3. **HF Space CPU cold-start time:** the free CPU basic tier can sleep on idle and take 60–120 s to wake. This doc assumes Space is "always-on" because we exercise it during development; if the judge hits a cold Space, the first `/reset` may appear hung. Risk-register coverage owned by `docs/modules/risk_book.md`.
4. **`DRIFTCALL_ENV_TOKEN` rotation during the hackathon:** if the token leaks mid-judging, rotating it 401s the judge mid-run. Do we need a two-token grace period? Likely no (hackathon is 48 h and we trust submission channels), but flag for Person D's risk book.
5. **CLAUDE.md §6 `hf upload` migration:** the hackathon briefing flags `huggingface-cli` as deprecated.

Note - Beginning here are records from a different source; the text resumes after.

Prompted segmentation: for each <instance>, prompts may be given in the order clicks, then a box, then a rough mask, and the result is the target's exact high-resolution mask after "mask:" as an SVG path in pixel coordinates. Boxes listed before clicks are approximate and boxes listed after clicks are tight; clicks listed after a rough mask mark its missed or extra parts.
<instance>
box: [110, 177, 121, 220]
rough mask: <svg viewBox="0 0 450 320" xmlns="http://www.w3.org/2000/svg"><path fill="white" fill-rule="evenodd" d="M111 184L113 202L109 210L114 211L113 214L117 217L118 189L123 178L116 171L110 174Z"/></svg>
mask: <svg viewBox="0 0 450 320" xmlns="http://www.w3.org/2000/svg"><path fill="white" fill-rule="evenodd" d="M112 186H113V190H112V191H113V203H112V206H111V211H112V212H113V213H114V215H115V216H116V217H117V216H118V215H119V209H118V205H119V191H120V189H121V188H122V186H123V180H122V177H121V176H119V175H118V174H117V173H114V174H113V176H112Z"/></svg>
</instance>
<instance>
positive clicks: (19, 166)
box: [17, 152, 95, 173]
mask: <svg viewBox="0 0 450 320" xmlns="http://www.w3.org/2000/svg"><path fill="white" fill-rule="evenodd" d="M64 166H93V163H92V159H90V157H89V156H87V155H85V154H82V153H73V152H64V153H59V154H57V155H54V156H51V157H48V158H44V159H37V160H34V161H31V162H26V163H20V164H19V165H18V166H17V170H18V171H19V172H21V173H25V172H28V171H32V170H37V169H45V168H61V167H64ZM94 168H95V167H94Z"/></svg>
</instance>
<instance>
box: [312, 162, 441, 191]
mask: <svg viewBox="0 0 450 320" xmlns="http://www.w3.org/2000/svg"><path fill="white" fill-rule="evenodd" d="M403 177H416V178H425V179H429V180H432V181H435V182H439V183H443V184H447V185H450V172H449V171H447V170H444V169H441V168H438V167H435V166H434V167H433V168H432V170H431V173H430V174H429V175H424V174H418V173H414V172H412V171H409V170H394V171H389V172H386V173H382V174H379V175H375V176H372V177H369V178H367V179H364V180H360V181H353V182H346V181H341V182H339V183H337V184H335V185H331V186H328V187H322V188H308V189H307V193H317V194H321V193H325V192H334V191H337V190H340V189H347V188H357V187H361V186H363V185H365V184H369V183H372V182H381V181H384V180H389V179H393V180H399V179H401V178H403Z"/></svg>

Update `DRIFTCALL/CLAUDE.md` §6 rows ("HF push env", "HF push dataset") to `hf upload ... --repo-type=...` in a separate small PR so this design doc doesn't diverge from the command catalogue. Own: Person D.
6. **Image-size margin vs §1.1 Whisper upgrade path:** if `docs/modules/audio.md` §1.1's WER bail-out triggers and we swap to `faster-whisper-medium`, final image grows from ~1.2 GB to ~1.8 GB. Still under the 2 GB Risk-10 bound but with less slack. Re-check image size after any audio-weights change.
7. **`/state` access control:** should `/state` require the same bearer as mutating endpoints, or should we expose a narrower "episode summary" for judges without the full vendor-states dump? Current design keeps full state behind the bearer; revisit if leaderboard ops ask for a public read-only pane.